KITA TIDAK SEDANG BERPACARAN
/Kayama Yori

di halaman sampul buku itu, bukumu, bukumereka, aku tak dapat mengerti mengapa mesti dengan tinta hijau kau tulis namaku. atau aku serupa lumut, atau aku serupa pucuk, atau aku serupa gugup : bagimu, tiap warna adalah tanda.

aku tak dapat mengerti mengapa harus kau yang melambai dari tepi jalan. kau berjalan di depan, aku mengintaimu dari belakang. mari berpagutan! kepergian bukan cara yang baik untuk cinta yang tumbuh diantara kita : kepada kata.

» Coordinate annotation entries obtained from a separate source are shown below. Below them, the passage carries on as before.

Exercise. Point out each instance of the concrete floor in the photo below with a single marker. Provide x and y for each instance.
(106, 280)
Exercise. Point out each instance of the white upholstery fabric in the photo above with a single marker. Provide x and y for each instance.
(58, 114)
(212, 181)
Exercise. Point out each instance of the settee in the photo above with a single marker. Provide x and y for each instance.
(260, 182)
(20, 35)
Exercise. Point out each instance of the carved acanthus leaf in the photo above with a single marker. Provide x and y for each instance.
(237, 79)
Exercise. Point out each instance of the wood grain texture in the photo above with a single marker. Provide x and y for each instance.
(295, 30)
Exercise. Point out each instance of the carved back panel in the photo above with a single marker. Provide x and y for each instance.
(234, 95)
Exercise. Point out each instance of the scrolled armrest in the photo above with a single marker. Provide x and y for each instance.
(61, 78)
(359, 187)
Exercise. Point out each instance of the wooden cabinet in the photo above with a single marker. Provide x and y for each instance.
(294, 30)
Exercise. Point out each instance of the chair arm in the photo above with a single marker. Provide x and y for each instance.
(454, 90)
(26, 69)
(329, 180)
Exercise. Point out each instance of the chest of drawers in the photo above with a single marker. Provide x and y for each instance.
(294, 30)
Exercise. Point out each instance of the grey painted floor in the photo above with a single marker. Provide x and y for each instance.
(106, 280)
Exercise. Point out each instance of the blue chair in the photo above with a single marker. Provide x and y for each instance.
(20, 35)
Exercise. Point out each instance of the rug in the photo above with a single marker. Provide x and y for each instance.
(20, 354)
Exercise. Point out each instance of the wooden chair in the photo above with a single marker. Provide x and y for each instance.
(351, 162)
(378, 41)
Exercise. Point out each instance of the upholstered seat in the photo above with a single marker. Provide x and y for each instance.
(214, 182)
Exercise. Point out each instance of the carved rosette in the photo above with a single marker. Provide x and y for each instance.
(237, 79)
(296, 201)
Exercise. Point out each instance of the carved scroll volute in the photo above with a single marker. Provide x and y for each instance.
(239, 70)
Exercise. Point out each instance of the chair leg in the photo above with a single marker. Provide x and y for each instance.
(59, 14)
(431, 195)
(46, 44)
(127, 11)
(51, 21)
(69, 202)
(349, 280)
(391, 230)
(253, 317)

aku juga belum mengerti apa maksud saling mengingatkan. aku akan mengingat kau. kau akan mengingat aku, kan?
meski ingatan kita hanya seumpama lampu di perempatan. diam-diam menunggu hijau : serupa tinta penamu.

Radensaleh 25, 2011



LELAKI YANG TERTIDUR DI BERANDA
KETIKA GERIMIS TENGAH HARI ITU

gerimis tak ingin reda. Kau tertidur di berandaku yang jauh dari rumah, pulas sekali.
Dalam lelapmu kau ceritakan bagaimana dalam suatu waktu kau akan di iring ke pemakaman tanpa doa-doa.
Tak ada pelayat atau kabar yang disampaikan.
Dan akhirnya, kubur pun bagimu tak lebih dari kabar basa-basi.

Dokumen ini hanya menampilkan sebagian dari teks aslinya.